Pizza Hut, a division of Louisville, Ky.-based Yum! Brands Inc. with more than 6,200 U.S. units, first introduced online ordering in 1994 and made it available nationally last year. The chain’s “Pizza Playlist” allows online customers to create and store up to four favorite orders.

The biggest online orderers are younger consumers, who’ve grown up with new technology, but older consumers also want to order online, and “we’re trying to accommodate that with the Shortcut,” Acoca said.

Widgets are a versatile marketing tool, said Jim Kargman, president of Chicago-based QuikOrder Inc., which developed the Pizza Hut Shortcut. “We can create a complete environment experience for [consumers],” he said. “With a widget, we can take them where we want to take them, with their cooperation.”

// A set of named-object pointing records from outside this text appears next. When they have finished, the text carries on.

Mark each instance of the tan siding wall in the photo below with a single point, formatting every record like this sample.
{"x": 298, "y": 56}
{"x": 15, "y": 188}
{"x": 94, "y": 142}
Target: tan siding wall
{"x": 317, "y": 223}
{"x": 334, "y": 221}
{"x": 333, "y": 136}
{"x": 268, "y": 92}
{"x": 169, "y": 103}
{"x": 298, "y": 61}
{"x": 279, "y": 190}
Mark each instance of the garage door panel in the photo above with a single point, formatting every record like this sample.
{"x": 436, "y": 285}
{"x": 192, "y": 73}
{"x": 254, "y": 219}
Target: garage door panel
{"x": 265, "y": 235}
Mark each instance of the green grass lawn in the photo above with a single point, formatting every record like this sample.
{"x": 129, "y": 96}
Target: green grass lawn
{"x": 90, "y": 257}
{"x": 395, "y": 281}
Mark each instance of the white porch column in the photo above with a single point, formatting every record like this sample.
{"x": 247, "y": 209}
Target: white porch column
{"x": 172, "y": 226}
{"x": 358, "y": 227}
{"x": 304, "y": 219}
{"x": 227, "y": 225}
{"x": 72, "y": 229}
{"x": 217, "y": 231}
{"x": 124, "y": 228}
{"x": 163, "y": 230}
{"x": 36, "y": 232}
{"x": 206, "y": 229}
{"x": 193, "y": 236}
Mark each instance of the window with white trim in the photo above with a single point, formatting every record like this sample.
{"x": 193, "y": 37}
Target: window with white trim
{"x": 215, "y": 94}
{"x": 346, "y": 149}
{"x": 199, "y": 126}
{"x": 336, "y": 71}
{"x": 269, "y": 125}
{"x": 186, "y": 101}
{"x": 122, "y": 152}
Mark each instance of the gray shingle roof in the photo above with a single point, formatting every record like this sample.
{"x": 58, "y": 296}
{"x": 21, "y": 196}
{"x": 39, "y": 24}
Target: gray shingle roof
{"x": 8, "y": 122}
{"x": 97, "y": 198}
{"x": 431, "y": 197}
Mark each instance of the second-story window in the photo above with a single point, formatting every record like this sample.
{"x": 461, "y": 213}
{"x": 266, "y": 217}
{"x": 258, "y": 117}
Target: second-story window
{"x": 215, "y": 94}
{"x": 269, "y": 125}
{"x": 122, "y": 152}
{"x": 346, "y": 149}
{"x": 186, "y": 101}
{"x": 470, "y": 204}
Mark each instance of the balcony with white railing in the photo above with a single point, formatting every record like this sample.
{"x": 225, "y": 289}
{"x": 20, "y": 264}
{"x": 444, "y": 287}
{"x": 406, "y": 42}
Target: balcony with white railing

Papa John’s “myPapa” is a set of widgets that stream exclusive product discounts, personalized favorite pizzas and incentives to consumers’ computer desktops. The widgets also can be embedded on customers’ social-network pages, blogs and start pages. Customers who use the widget receive as many as 12 custom discounts and product offers a day that are restaurant-specific. MyPapa users also can access features not available through the chain’s usual online and e-mail channels. The chain is “absolutely confident” myPapa will generate incremental orders, said Bob Ford, director of online marketing for the Louisville, Ky.-based system of nearly 3,000 U.S. units.

However, “there’s a large percentage of people who wouldn’t think of ordering online,” Ford conceded. “If we can expose them to the widget, we can be top of mind.”

Since Pizza Hut went national with online ordering, Acoca said, “our online business has grown sixfold, and it’s not unrealistic to anticipate that half of our business will come from online in five years time.”

Ford predicted that online ordering “will one day be the majority ordering process.”

Widgets also can keep consumers from knowing about rival chains’ better offers, said Kathy Sharpe of Sharpe Partners, a New York digital marketing and media firm. Because orders are made directly through the widget, users are less likely to surf the Web and find a better bargain, she said. Chains also can analyze widget use to target more enticing deals specifically to locales with weaker sales, Sharpe added.